In its official statement of approval of the CCR in 1986, the Guatemalan Episcopal Conference referred to “irregularities” with exorcisms and reminded charismatics that only priests with proper episcopal consent can perform the rite.

In one of the most extreme reactions to the practice of unauthorized exorcism, Archbishop Juan Sandoval of Guadalajara, Mexico, excommunicated several members of the Nueva Alianza (New Alliance) CCR covenant community for expelling demons without his approval and also on account of their “Protestant tendency,” which led them, according to the bishop, to ignore the role of the Virgin Mary.

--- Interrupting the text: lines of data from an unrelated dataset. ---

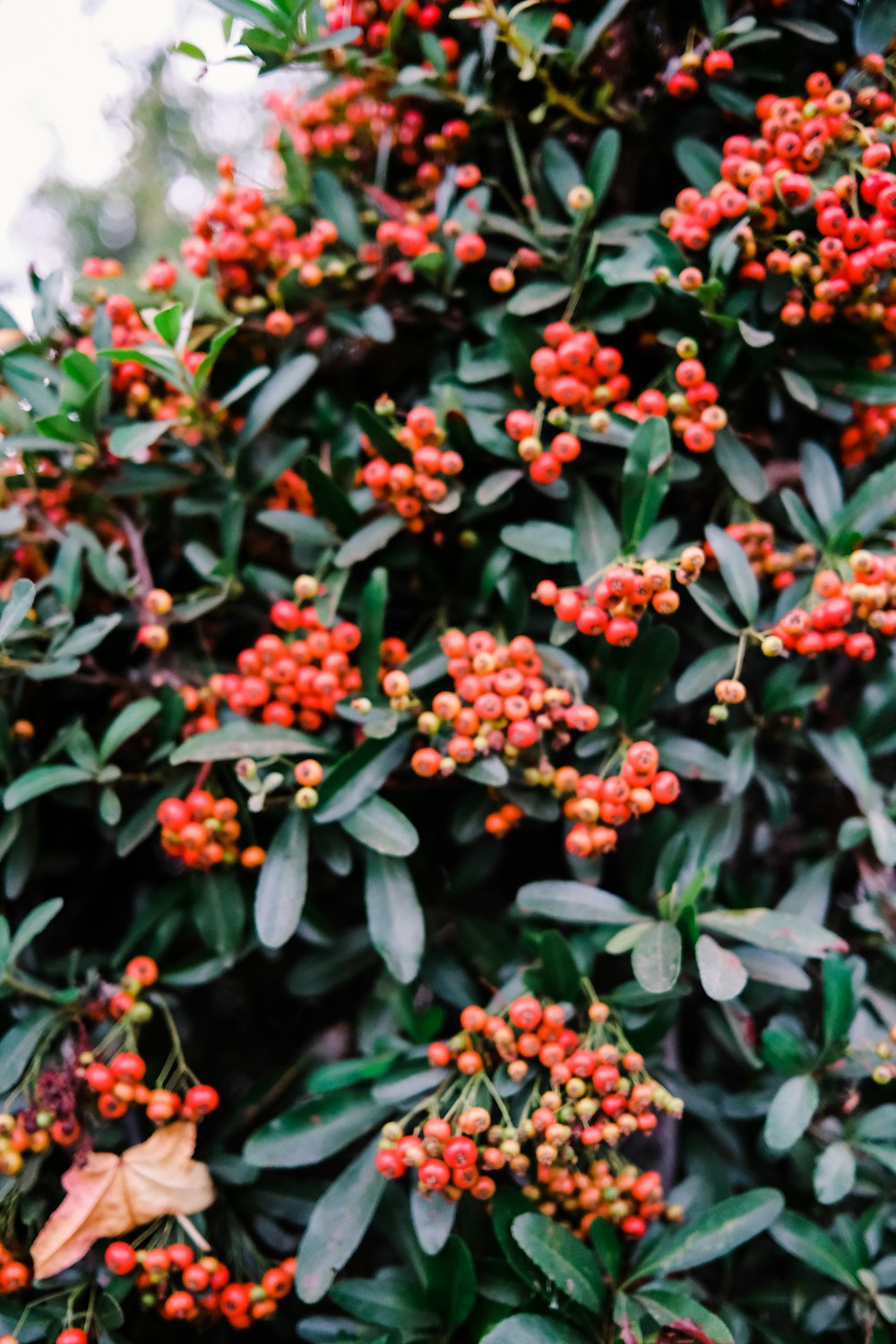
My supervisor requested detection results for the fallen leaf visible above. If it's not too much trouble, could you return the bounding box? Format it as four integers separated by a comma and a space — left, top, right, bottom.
30, 1121, 215, 1279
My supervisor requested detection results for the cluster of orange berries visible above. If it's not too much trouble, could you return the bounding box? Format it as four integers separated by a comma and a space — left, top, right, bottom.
180, 574, 361, 734
137, 589, 175, 653
360, 398, 463, 532
554, 742, 681, 859
264, 470, 314, 518
410, 629, 598, 780
840, 395, 896, 467
704, 519, 815, 590
180, 158, 311, 300
267, 77, 470, 195
504, 322, 728, 486
0, 1242, 32, 1296
763, 551, 896, 663
0, 956, 173, 1176
376, 995, 683, 1238
667, 47, 735, 101
532, 546, 705, 648
323, 0, 461, 62
156, 789, 264, 870
661, 70, 896, 335
79, 1050, 220, 1125
105, 1242, 296, 1331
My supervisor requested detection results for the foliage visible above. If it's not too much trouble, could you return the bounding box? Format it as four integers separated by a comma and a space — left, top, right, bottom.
0, 0, 896, 1344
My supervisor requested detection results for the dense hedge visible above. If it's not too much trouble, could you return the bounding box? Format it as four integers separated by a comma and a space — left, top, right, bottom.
0, 0, 896, 1344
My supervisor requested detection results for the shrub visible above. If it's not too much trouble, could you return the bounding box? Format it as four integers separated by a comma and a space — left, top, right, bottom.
0, 0, 896, 1344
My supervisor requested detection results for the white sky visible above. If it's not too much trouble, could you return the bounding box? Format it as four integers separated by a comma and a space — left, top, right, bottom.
0, 0, 281, 317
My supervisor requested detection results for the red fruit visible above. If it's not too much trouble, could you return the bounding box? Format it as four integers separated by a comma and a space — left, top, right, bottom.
105, 1242, 137, 1274
445, 1134, 477, 1172
508, 995, 541, 1031
108, 1050, 146, 1083
184, 1083, 220, 1116
418, 1158, 452, 1190
84, 1061, 116, 1091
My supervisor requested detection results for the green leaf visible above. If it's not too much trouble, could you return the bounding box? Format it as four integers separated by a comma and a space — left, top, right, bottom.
853, 0, 893, 56
697, 908, 849, 957
632, 921, 681, 995
170, 719, 326, 765
3, 765, 92, 811
312, 169, 364, 247
364, 851, 426, 986
296, 1139, 385, 1303
584, 126, 622, 210
0, 1008, 55, 1096
341, 795, 420, 859
771, 1210, 858, 1290
676, 644, 737, 704
426, 1236, 477, 1335
541, 139, 583, 214
0, 580, 38, 644
762, 1074, 818, 1153
243, 1091, 392, 1167
715, 427, 769, 504
694, 933, 748, 1003
635, 1187, 785, 1279
571, 476, 622, 583
506, 280, 571, 317
622, 416, 672, 546
255, 809, 309, 948
5, 897, 65, 964
516, 881, 643, 925
314, 733, 411, 825
821, 957, 856, 1046
501, 521, 573, 564
409, 1187, 457, 1255
707, 523, 759, 625
672, 136, 721, 196
635, 1288, 734, 1344
51, 613, 121, 660
99, 695, 161, 761
479, 1312, 584, 1344
577, 0, 629, 68
237, 351, 318, 448
511, 1214, 603, 1314
813, 1142, 856, 1204
336, 513, 404, 570
799, 443, 844, 529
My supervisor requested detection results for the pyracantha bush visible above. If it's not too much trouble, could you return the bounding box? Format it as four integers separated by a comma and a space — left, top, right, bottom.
0, 0, 896, 1344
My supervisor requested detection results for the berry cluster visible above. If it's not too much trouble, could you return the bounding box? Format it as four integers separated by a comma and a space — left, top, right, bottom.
181, 586, 361, 734
180, 158, 308, 301
554, 742, 681, 859
763, 551, 896, 663
504, 322, 728, 486
264, 470, 314, 518
105, 1242, 296, 1331
376, 995, 683, 1238
360, 398, 463, 532
532, 546, 705, 648
79, 1050, 219, 1125
411, 631, 598, 780
840, 392, 896, 467
0, 1242, 30, 1301
661, 70, 896, 335
156, 789, 264, 870
137, 589, 175, 653
665, 45, 735, 101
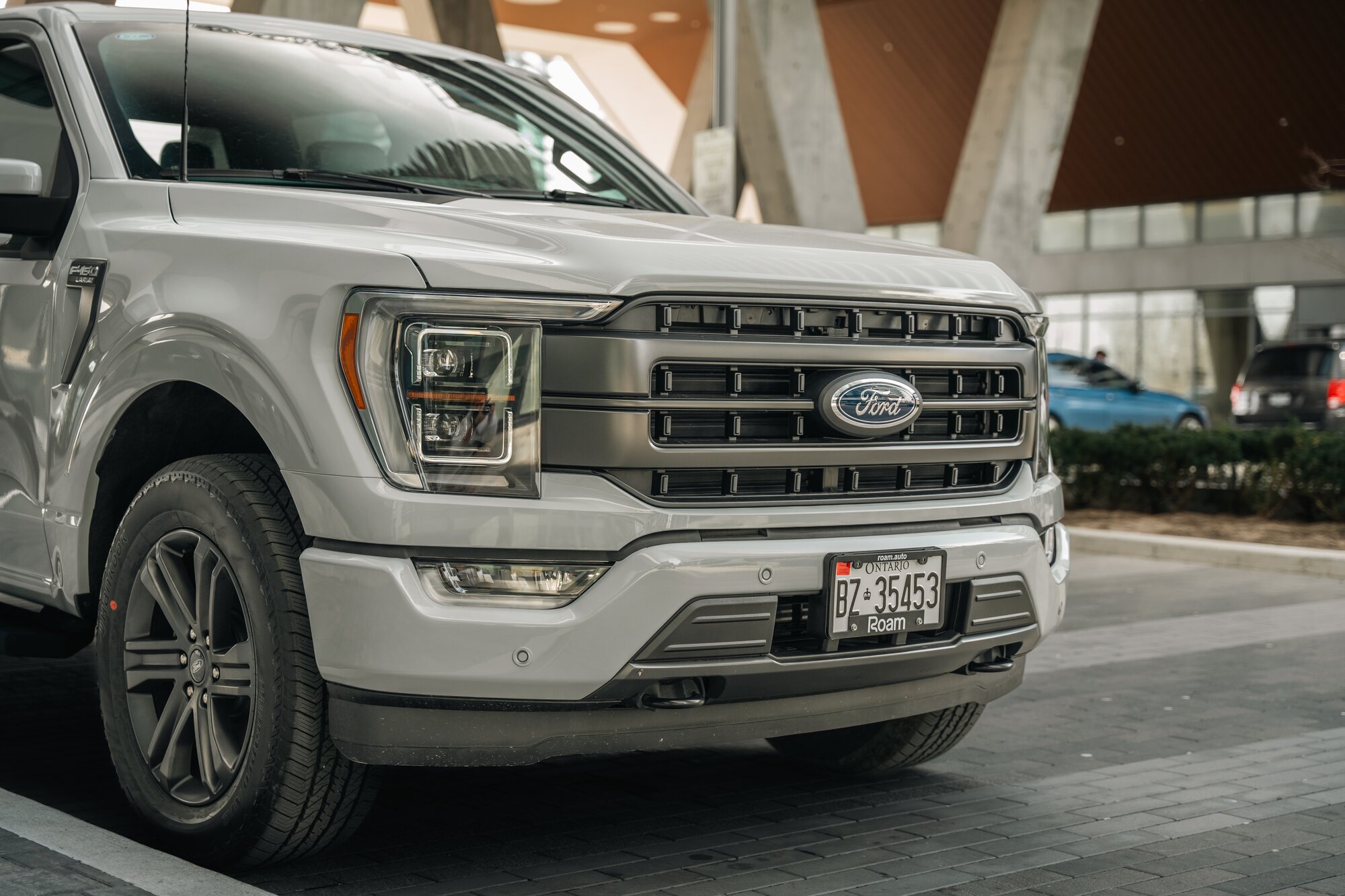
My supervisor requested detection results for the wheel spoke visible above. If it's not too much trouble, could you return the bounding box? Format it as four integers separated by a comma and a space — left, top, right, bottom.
125, 638, 187, 690
210, 641, 253, 697
210, 701, 242, 769
191, 701, 219, 795
140, 542, 195, 638
192, 541, 223, 637
145, 688, 187, 770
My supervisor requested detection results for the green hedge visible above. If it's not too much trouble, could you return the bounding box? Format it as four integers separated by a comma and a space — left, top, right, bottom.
1050, 425, 1345, 522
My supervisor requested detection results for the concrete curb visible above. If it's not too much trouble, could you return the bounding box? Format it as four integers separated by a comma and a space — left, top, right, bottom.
1065, 527, 1345, 579
0, 790, 269, 896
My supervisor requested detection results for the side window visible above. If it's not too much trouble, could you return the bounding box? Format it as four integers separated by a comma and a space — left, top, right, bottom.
0, 35, 70, 254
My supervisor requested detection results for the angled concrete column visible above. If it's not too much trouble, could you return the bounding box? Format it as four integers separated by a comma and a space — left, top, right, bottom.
668, 38, 714, 190
737, 0, 865, 231
399, 0, 504, 59
943, 0, 1102, 280
233, 0, 364, 26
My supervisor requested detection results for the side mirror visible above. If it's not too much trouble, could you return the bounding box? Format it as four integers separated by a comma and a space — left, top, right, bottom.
0, 159, 42, 196
0, 159, 70, 238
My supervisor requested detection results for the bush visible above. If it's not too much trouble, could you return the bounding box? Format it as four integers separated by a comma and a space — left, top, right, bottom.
1050, 425, 1345, 522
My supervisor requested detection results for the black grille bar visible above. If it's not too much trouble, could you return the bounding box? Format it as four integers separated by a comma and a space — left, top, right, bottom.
542, 297, 1044, 505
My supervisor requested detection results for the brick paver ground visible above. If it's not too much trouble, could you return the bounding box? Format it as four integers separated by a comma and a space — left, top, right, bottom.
0, 557, 1345, 896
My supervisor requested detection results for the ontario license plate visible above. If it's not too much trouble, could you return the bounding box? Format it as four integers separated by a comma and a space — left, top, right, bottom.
827, 551, 947, 638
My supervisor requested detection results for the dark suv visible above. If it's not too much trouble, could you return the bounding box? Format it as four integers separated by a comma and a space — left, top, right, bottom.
1231, 339, 1345, 429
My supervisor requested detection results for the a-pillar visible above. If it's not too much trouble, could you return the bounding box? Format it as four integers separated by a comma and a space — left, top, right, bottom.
942, 0, 1102, 280
1200, 289, 1258, 421
233, 0, 364, 26
737, 0, 865, 233
399, 0, 504, 59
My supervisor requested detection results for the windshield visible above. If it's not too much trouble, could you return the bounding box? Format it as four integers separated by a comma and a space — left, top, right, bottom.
75, 23, 695, 211
1046, 355, 1130, 389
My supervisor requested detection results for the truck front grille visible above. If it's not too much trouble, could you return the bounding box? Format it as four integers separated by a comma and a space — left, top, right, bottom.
542, 298, 1038, 505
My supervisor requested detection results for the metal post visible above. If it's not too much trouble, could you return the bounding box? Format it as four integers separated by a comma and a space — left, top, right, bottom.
710, 0, 738, 128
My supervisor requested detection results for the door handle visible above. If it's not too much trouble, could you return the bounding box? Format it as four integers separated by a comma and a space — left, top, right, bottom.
61, 258, 108, 386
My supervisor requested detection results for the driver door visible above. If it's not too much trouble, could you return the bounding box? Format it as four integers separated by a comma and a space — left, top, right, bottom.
0, 26, 74, 602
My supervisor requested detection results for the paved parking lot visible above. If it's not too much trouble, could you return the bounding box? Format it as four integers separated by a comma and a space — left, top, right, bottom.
0, 557, 1345, 896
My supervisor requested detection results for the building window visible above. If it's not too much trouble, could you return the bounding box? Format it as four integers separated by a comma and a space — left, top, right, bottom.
1256, 192, 1295, 239
1145, 202, 1196, 246
1037, 211, 1088, 251
1088, 206, 1139, 249
1298, 191, 1345, 237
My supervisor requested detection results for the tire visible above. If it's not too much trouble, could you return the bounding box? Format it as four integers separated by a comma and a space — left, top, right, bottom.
769, 704, 985, 775
1177, 414, 1205, 429
94, 455, 379, 866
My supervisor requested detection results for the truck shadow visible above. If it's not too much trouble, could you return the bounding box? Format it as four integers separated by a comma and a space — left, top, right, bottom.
0, 650, 983, 891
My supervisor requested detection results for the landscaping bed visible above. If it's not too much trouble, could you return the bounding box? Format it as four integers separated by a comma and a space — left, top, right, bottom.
1050, 425, 1345, 526
1065, 507, 1345, 551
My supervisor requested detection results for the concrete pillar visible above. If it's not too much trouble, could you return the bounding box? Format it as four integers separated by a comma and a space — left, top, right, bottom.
1200, 289, 1256, 421
668, 38, 714, 190
737, 0, 865, 233
233, 0, 364, 27
943, 0, 1102, 277
399, 0, 504, 59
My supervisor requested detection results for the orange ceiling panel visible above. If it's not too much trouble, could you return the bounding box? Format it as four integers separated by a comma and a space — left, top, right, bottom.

As the CCR has expanded among the working classes of the Global South, demand for physical healing and exorcism has become much greater than in the past.

In the Philippines, where the great majority of Catholics are charismatic, there is even a shortage of trained exorcists, which has led the Archdiocese of Manila to recruit tens of new ones.

Grass-roots charismatics typically implore the Holy Spirit to empower them to overcome such afflictions as alcoholism, unemployment, physical illness, domestic strife and demonic oppression, the latter of which in Brazil and much of the Caribbean often takes the form of possession by the Exús, or liminal trickster spirits of Candomble, Umbanda and other African religions.

Like Francis, Catholic charismatics are very focused on the role of the devil and see his hand in such “vices” as soap operas and drinking.

Exorcism in the CCR, however, has not developed to the point that it has in the Universal Church of the Kingdom of God and other neo-Pentecostal denominations where the demons (in the form of Umbanda or Candomble spirits) are invoked to then be expelled in dramatic fashion by combative pastors.

Beyond exorcism, the CCR rapidly became the largest Catholic lay movement across the world by providing parishioners, especially in the Global South, with a more intimate and spirited form of worship. Before the advent of the CCR, Catholics seeking a more Spirit-centered religious life had few options within the church, and thus many exited for Pentecostalism.

Today, CCR would seem to offer Catholics the best of both worlds: Spirit-centered worship along with the crucial figures of the pope, Virgin Mary and myriad saints. In terms of an evangelization that puts more parishioners in the pews, the CCR stands as the only Catholic lay movement capable of performing such miracles.